Кроме этих поименованных лиц, русских и иностранных (в особенности иностранцев, которые с смелостью, свойственной людям в деятельности среди чужой среды, каждый день предлагали новые неожиданные мысли), было еще много лиц второстепенных, находившихся при армии потому, что тут были их принципалы.
В числе всех мыслей и голосов в этом огромном, беспокойном, блестящем и гордом мире князь Андрей видел следующие, более резкие, подразделения направлений и партий.
Первая партия была: Пфуль и его последователи, теоретики войны, верящие в то, что есть наука войны и что в этой науке есть свои неизменные законы, законы облического движения, обхода и т. п. Пфуль и последователи его требовали отступления в глубь страны, отступления по точным законам, предписанным мнимой теорией войны, и во всяком отступлении от этой теории видели только варварство, необразованность или злонамеренность. К этой партии принадлежали немецкие принцы, Вольцоген, Винцингероде и другие, преимущественно немцы.
Вторая партия была противуположная первой. Как и всегда бывает, при одной крайности были представители другой крайности. Люди этой партии были те, которые еще с Вильны требовали наступления в Польшу и свободы от всяких вперед составленных планов.

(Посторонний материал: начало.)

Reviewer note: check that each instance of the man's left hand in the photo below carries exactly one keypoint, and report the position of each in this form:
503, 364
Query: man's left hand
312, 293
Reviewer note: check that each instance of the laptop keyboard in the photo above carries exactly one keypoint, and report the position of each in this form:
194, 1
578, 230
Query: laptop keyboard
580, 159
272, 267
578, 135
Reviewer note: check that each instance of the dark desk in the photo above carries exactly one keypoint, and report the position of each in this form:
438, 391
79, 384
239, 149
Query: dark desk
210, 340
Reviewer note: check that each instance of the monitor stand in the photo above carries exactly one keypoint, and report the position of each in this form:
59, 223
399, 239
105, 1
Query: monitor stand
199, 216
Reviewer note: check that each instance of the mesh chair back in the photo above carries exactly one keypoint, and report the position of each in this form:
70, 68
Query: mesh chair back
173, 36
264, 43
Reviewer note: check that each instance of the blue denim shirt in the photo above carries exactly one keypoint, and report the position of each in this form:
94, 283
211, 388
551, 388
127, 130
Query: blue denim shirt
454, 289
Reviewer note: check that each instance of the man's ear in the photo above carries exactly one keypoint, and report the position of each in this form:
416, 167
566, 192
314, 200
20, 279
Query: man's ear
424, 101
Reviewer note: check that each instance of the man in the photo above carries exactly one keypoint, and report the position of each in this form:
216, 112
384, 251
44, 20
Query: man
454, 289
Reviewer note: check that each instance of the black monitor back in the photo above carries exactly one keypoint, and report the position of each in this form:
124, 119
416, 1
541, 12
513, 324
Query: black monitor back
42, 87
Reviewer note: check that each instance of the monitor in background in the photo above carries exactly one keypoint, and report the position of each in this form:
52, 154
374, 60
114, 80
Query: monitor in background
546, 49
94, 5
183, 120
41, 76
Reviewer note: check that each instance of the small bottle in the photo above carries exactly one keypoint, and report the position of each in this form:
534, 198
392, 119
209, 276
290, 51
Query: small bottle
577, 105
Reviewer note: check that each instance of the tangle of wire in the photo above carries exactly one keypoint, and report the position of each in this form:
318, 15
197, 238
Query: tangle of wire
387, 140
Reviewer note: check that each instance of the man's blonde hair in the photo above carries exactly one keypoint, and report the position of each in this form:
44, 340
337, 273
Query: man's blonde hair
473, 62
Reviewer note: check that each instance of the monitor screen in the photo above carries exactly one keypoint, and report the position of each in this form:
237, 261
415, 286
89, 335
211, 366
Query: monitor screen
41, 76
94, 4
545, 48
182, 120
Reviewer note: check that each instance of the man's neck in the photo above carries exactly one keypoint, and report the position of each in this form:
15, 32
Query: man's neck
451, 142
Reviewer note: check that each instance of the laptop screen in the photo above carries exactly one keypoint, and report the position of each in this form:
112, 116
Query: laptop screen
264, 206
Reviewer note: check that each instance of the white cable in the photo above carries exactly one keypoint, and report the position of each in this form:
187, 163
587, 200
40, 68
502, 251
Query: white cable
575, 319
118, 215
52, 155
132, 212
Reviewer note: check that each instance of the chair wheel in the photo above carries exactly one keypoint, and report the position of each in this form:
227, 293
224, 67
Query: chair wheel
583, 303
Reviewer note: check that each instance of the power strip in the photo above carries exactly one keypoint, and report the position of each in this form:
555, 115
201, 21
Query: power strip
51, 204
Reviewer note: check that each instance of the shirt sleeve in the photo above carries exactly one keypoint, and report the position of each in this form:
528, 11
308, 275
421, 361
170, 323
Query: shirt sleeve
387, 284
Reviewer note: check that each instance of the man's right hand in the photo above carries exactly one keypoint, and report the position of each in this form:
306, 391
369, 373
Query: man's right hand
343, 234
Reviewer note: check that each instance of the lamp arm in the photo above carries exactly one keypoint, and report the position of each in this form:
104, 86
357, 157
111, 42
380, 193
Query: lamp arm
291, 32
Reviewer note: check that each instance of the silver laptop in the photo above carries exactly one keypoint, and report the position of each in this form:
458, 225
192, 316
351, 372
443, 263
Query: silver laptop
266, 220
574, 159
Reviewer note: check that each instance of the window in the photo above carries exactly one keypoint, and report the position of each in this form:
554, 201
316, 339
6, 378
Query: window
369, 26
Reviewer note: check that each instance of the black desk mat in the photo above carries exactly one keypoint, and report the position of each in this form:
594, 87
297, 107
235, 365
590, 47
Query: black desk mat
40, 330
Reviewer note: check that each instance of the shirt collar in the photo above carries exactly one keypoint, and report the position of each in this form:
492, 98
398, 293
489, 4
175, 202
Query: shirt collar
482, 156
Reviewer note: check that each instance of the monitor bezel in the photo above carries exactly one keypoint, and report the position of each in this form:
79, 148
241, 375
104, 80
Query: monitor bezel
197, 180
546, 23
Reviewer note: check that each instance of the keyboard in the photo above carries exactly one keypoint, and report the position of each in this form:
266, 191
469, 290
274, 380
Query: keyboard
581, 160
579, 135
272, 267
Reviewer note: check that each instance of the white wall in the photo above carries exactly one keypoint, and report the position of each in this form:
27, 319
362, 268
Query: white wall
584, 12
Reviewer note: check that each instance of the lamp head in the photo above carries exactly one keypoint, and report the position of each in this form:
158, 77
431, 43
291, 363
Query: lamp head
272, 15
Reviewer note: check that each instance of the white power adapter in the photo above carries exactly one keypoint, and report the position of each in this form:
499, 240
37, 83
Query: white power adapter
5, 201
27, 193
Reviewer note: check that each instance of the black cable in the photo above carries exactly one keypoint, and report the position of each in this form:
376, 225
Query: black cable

Кроме того, что представители этой партии были представители смелых действий, они вместе с тем и были представителями национальности, вследствие чего становились еще одностороннее в споре. Эти были русские: Багратион, начинавший возвышаться Ермолов и другие. В это время была распространена известная шутка Ермолова, будто бы просившего государя об одной милости – производства его в немцы. Люди этой партии говорили, вспоминая Суворова, что надо не думать, не накалывать иголками карту, а драться, бить неприятеля, не впускать его в Россию и не давать унывать войску.